Several processor direct consignment grids lifted a dramatic 20c/kg in one jump on Friday, taking best offers on four-tooth heavy grassfed ox back up to 490c/kg and heavy full-mouth cows to 420c/kg. MSA grass steer in southern Queensland is now as high as 505c/kg again.
The word quickly filtered out over the weekend, and reasonably good business has been written early this week, one processor with raised offers said this morning.
Those changes are entirely supply related, and in no way reflect the circumstances in international meat markets, he said.
Whereas only three weeks ago many Qld/NSW processors were still reasonably well covered for processing operations heading into September, that mood has now changed rapidly, with kill rosters now looking thin for weeks commencing September 4 and 11.
“I wouldn’t say we’ve ‘hit the wall,’ but supply has certainly slowed right up from what was seen earlier during July and August,” one Queensland processor contact said.
Some competitors have not yet shifted their offers in response to others, however, but it is hard to see that lasting long if they want to secure a kill next month. Other Qld processors still had had offers as low as 400-405c on cows, and 460c on grassfed Jap ox, up to this morning.
Grids in New South Wales have not shown the same response so far, unchanged to the end of last week. One large northern NSW export processor has grid offers for week commencing 18 September of 450c/kg for four tooth steer (no HGP) and 400c on full-mouth heavy cow.

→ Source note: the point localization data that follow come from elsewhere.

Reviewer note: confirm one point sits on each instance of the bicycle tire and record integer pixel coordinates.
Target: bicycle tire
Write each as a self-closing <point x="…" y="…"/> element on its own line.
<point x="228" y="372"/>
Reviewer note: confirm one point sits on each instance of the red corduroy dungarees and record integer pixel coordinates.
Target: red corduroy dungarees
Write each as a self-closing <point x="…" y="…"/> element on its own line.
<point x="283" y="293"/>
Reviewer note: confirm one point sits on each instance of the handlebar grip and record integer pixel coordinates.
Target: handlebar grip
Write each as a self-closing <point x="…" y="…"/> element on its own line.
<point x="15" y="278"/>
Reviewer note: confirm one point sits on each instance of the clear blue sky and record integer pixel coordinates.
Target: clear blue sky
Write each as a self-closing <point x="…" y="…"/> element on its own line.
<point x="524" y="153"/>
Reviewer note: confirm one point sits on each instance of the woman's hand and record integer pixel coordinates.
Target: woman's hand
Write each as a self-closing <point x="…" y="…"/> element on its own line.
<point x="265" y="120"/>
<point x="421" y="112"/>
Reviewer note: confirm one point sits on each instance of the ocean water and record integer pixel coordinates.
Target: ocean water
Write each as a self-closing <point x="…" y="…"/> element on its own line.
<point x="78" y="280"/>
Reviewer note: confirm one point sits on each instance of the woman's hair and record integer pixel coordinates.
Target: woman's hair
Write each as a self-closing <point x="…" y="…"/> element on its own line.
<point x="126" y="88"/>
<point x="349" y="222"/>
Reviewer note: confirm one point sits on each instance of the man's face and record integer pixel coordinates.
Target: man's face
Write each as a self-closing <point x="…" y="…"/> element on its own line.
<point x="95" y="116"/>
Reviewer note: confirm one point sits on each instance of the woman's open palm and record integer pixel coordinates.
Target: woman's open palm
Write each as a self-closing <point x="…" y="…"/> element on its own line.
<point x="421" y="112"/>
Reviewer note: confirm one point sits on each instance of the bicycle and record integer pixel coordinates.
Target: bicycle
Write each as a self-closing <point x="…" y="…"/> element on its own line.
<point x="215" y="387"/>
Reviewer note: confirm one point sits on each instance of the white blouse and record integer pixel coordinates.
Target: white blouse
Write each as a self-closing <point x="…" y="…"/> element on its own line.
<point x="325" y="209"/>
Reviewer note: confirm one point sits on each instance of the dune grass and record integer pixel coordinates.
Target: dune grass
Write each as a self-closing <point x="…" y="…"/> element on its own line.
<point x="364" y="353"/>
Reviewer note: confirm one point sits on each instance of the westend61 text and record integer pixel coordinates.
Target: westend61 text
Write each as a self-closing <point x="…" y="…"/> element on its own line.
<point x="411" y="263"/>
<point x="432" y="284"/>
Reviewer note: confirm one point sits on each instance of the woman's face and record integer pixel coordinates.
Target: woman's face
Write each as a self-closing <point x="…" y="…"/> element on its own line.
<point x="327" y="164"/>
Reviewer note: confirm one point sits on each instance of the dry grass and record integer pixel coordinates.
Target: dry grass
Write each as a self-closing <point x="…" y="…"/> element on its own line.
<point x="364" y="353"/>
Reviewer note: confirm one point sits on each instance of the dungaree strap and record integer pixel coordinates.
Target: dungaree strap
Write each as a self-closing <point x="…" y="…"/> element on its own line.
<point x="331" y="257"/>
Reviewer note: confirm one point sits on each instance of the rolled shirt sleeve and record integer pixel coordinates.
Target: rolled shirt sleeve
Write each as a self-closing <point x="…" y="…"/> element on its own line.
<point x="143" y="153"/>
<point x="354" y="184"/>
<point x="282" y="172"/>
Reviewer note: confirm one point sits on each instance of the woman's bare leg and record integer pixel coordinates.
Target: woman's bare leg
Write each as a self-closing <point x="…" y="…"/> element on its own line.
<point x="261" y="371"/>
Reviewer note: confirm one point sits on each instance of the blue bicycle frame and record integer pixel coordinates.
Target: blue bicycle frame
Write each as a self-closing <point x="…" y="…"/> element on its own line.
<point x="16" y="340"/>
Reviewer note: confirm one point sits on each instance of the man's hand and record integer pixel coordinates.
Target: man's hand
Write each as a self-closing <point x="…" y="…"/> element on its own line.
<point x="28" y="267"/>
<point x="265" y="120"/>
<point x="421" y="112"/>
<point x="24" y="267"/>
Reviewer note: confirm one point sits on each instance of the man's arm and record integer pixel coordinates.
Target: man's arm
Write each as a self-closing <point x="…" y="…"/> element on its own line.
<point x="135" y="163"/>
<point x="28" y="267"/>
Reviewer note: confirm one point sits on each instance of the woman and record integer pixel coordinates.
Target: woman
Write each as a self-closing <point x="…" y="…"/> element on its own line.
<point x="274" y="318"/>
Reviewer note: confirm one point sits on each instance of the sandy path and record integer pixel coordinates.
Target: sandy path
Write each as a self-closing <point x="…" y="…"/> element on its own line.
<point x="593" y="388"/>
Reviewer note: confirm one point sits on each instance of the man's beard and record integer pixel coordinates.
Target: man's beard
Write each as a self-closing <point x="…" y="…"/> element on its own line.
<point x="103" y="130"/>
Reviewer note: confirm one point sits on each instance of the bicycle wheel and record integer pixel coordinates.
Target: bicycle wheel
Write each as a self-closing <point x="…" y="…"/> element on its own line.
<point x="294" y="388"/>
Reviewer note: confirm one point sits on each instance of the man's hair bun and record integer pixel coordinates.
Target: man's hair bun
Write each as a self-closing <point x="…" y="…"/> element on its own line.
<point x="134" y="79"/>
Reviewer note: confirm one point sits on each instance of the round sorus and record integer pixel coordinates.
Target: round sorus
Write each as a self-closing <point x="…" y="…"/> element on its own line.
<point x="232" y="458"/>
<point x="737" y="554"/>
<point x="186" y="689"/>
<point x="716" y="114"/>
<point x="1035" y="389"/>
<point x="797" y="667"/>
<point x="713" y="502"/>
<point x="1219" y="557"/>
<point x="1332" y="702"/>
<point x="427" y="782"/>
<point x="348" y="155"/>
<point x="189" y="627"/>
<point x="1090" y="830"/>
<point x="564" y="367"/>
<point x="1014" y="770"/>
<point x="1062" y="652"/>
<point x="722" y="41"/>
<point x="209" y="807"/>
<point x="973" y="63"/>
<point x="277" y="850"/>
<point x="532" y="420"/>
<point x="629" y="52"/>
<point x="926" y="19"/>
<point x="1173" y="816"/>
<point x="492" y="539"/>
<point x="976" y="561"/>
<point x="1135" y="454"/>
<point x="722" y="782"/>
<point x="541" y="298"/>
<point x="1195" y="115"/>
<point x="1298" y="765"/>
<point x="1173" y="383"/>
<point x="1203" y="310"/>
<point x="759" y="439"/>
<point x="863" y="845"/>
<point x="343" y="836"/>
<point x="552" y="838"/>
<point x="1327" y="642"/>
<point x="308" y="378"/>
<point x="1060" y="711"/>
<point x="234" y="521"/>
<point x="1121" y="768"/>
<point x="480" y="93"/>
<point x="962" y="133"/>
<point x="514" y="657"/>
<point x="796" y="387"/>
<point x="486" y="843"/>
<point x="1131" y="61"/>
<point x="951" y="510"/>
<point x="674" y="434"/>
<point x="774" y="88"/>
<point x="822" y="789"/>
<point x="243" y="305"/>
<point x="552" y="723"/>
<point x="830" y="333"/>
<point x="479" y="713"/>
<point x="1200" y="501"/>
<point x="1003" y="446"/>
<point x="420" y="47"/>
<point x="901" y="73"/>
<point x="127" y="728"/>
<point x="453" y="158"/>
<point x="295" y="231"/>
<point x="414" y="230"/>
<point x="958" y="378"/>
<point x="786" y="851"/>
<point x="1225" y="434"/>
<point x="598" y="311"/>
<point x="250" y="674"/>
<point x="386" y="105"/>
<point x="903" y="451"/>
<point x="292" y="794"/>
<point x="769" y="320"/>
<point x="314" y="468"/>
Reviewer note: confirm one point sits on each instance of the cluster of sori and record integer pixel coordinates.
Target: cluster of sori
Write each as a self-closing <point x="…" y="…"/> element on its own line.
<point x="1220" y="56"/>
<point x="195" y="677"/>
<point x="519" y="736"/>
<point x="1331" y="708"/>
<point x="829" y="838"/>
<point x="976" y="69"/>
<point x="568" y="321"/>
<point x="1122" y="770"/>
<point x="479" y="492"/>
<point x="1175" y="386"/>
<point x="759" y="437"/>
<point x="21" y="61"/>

The other factor in rising Queensland grids this week is increasing competition from southern states processors pressing into Queensland, looking for slaughter cattle, and prepared to pay the 15-25c/kg freight bill home, given the current grid price disparity, north and south.
The latest Queensland grid jumps will make it that much harder for Victorians to compete on stock out of sales like Dalby, Toowoomba and Roma, however.

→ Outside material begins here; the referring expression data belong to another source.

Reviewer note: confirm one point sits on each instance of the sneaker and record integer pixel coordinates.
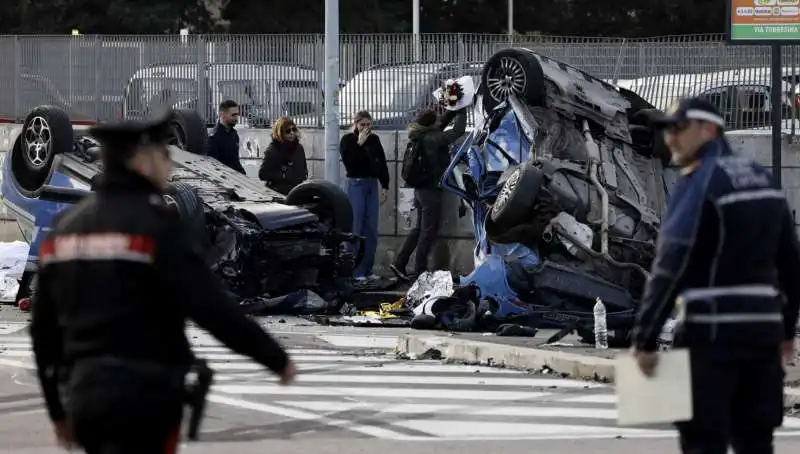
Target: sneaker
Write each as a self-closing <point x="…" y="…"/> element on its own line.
<point x="401" y="274"/>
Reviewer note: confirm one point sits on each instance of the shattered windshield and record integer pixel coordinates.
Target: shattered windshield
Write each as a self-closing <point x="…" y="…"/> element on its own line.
<point x="383" y="91"/>
<point x="506" y="138"/>
<point x="246" y="92"/>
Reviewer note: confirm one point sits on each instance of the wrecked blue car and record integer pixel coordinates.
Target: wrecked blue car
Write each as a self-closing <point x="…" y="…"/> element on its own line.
<point x="566" y="183"/>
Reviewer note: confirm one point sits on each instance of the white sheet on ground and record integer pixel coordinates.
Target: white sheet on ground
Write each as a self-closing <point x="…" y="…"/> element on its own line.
<point x="12" y="263"/>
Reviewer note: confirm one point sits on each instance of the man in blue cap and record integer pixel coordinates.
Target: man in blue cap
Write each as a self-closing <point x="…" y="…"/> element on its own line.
<point x="728" y="258"/>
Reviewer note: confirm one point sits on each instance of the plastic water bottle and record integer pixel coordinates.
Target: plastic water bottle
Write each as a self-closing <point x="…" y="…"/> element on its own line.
<point x="600" y="327"/>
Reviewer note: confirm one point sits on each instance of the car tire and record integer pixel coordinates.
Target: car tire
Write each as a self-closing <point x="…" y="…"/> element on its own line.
<point x="329" y="202"/>
<point x="46" y="132"/>
<point x="512" y="71"/>
<point x="189" y="132"/>
<point x="517" y="197"/>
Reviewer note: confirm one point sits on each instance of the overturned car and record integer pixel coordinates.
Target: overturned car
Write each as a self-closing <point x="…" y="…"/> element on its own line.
<point x="566" y="183"/>
<point x="263" y="245"/>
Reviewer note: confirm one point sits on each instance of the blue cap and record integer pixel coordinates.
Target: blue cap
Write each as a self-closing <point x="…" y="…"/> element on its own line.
<point x="697" y="109"/>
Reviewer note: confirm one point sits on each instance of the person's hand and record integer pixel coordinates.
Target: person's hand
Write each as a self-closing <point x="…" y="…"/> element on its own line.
<point x="647" y="361"/>
<point x="788" y="351"/>
<point x="64" y="436"/>
<point x="363" y="135"/>
<point x="288" y="374"/>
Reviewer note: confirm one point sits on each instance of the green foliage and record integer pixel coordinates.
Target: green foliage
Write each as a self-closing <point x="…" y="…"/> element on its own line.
<point x="623" y="18"/>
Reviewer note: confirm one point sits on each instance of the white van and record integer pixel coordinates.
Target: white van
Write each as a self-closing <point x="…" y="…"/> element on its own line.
<point x="265" y="91"/>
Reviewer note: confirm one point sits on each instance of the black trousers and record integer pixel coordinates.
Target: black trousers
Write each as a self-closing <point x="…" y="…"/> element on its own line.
<point x="423" y="236"/>
<point x="738" y="400"/>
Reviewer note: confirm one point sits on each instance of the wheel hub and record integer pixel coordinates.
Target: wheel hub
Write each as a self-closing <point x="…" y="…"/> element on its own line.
<point x="507" y="78"/>
<point x="38" y="142"/>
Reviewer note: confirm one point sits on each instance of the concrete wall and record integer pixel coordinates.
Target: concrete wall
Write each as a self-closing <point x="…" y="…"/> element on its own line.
<point x="455" y="251"/>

There was a moderate lift in slaughter numbers across eastern Australia last week, partly in response to Queensland returning to normal routines, after earlier Brisbane Show holiday disruptions.
The seven-day eastern states slaughter to Friday reported by NLRS showed a 4pc rise in activity to 131, 562 head.
Queensland lifted 7pc on the week previous to 70,167 head, but some of that can be attributed to Brisbane Show holidays observed at a number of plants in the state’s southeast corner the week before. Female slaughter accounted for only 32pc of the state’s kill, suggesting liquidation aligned with dry conditions is nearing its end.
The NSW kill last week also rise 6pc, reaching 31,290 head, while Victoria slipped 7pc to 18,662 head.
South Australia’s kill at 7287 was 6pc higher, while Tasmania’s at 4156 was down 4pc.